Nur noch 136 Auerhähne im Schwarzwald

Doch die Umsetzung der vorgegebenen Maßnahmen erfolgte nicht großflächig und konsequent genug. Daher verkleinerte sich die Auerhuhnpopulation weiterhin drastisch und ist aktuell mit 136 Auerhähnen auf einem sehr niedrigen Niveau, weshalb dringend umzusetzende Aktivitäten erforderlich sind. Denn soll der Charaktervogel des Schwarzwaldes auch in Zukunft die Urigkeit und Naturnähe dieser Landschaft symbolisieren, muss für seine Erhaltung weit mehr als bisher unternommen werden.
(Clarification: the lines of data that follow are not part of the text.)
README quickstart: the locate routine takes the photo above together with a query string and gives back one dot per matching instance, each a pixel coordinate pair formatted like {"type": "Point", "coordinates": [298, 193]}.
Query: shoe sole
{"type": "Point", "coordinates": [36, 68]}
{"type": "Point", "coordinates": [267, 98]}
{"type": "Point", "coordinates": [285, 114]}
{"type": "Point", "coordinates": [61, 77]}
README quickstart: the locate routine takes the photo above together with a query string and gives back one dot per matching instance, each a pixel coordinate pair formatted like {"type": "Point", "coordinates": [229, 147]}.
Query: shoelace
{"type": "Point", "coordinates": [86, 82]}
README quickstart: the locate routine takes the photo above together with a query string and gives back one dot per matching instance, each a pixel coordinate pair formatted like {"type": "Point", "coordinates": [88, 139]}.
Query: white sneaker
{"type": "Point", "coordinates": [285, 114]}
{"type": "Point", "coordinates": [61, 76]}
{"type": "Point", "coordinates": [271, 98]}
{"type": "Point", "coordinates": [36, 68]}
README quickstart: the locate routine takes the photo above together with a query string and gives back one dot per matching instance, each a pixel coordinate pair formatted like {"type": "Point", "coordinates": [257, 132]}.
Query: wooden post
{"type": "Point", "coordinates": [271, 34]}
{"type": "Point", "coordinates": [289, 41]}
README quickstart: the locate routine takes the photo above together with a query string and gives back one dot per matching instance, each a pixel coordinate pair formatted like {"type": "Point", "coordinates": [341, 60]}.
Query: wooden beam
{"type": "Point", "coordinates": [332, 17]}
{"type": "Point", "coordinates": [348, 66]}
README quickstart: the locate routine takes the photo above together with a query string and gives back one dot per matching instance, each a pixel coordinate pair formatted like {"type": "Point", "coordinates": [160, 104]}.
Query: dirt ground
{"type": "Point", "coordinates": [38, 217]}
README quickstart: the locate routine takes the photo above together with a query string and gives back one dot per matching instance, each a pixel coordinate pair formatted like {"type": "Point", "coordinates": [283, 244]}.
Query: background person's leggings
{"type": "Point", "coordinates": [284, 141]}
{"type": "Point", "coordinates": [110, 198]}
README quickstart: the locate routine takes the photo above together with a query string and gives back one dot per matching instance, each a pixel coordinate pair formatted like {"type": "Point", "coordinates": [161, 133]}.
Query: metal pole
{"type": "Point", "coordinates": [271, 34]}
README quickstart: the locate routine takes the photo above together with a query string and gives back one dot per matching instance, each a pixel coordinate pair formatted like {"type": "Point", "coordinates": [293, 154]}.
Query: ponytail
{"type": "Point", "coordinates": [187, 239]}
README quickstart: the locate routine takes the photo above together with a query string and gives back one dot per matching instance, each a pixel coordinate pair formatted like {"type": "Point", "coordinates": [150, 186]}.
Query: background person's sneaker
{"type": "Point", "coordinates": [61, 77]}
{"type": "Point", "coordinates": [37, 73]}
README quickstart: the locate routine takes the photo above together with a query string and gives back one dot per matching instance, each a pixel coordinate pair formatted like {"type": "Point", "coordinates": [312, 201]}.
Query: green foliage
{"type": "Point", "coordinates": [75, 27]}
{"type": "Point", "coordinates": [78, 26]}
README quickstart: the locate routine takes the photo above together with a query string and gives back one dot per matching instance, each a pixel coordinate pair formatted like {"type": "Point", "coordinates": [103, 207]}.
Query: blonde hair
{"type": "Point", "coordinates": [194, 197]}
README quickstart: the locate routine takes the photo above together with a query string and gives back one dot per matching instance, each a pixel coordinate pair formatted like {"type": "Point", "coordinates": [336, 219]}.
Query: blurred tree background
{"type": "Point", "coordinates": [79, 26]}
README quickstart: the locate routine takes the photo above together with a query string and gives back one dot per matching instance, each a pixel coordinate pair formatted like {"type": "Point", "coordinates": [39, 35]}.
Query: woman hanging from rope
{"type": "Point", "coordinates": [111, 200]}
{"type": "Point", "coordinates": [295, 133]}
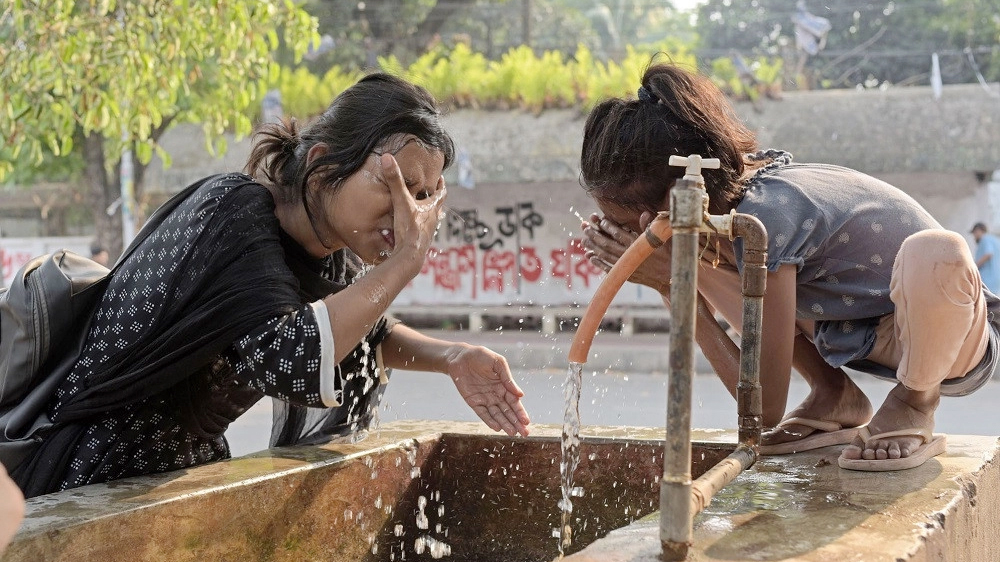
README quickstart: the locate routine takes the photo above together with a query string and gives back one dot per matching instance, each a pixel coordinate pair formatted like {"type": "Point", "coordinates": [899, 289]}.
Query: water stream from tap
{"type": "Point", "coordinates": [570, 451]}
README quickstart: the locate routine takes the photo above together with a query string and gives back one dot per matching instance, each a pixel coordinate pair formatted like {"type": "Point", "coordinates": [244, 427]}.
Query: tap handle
{"type": "Point", "coordinates": [693, 164]}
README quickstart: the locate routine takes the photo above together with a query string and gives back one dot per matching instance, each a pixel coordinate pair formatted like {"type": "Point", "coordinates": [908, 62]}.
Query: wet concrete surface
{"type": "Point", "coordinates": [612, 398]}
{"type": "Point", "coordinates": [804, 508]}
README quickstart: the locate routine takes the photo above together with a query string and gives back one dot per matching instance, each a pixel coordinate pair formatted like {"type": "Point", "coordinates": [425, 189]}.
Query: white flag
{"type": "Point", "coordinates": [935, 76]}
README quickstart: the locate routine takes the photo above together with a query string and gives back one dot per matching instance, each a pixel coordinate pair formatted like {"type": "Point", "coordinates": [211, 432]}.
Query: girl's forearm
{"type": "Point", "coordinates": [355, 310]}
{"type": "Point", "coordinates": [406, 348]}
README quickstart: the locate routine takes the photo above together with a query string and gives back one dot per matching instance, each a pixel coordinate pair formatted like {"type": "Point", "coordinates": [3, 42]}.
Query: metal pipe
{"type": "Point", "coordinates": [719, 476]}
{"type": "Point", "coordinates": [749, 401]}
{"type": "Point", "coordinates": [687, 209]}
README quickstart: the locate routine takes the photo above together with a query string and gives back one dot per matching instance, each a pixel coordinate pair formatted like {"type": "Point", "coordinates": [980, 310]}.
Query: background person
{"type": "Point", "coordinates": [859, 275]}
{"type": "Point", "coordinates": [253, 285]}
{"type": "Point", "coordinates": [987, 256]}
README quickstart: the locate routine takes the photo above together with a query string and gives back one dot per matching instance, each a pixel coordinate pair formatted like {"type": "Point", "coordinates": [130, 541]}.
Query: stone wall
{"type": "Point", "coordinates": [511, 239]}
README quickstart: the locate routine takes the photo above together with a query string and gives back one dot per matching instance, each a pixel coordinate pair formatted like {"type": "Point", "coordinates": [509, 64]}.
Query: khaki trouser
{"type": "Point", "coordinates": [939, 330]}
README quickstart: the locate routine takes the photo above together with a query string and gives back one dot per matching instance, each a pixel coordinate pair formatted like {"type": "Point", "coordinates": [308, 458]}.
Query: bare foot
{"type": "Point", "coordinates": [841, 402]}
{"type": "Point", "coordinates": [902, 409]}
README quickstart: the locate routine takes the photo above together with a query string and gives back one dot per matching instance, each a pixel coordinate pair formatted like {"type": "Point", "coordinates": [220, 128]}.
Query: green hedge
{"type": "Point", "coordinates": [461, 78]}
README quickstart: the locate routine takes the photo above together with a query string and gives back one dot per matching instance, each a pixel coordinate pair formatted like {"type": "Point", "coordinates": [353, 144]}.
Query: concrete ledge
{"type": "Point", "coordinates": [805, 508]}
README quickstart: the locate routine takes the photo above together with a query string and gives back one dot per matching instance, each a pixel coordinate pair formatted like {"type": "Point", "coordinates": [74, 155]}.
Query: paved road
{"type": "Point", "coordinates": [612, 399]}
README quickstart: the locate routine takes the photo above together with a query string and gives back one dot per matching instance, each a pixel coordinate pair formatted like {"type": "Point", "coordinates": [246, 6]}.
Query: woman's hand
{"type": "Point", "coordinates": [606, 241]}
{"type": "Point", "coordinates": [484, 380]}
{"type": "Point", "coordinates": [414, 222]}
{"type": "Point", "coordinates": [11, 508]}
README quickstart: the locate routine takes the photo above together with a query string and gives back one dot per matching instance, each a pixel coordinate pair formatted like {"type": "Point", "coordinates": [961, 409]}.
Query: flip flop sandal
{"type": "Point", "coordinates": [827, 434]}
{"type": "Point", "coordinates": [932, 446]}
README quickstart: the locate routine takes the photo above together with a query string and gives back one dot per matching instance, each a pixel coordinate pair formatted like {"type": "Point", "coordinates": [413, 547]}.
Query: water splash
{"type": "Point", "coordinates": [570, 445]}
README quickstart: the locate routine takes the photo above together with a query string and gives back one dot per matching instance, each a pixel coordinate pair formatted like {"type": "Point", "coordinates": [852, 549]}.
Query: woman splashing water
{"type": "Point", "coordinates": [250, 287]}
Die Erfahrung der letzten Jahre hat gezeigt, dass insbesondere Handlungsdefizite bei der Verbesserung des Lebensraums und der Koordination der beteiligten Akteurinnen und Akteure bestehen. Die Schaffung von Freiflächen (= Lücken) spielt bei der Lebensraumverbesserung eine wesentliche Rolle. Hierzu wird derzeit im Staatswald eine Freiflächen-Kampagne durchgeführt.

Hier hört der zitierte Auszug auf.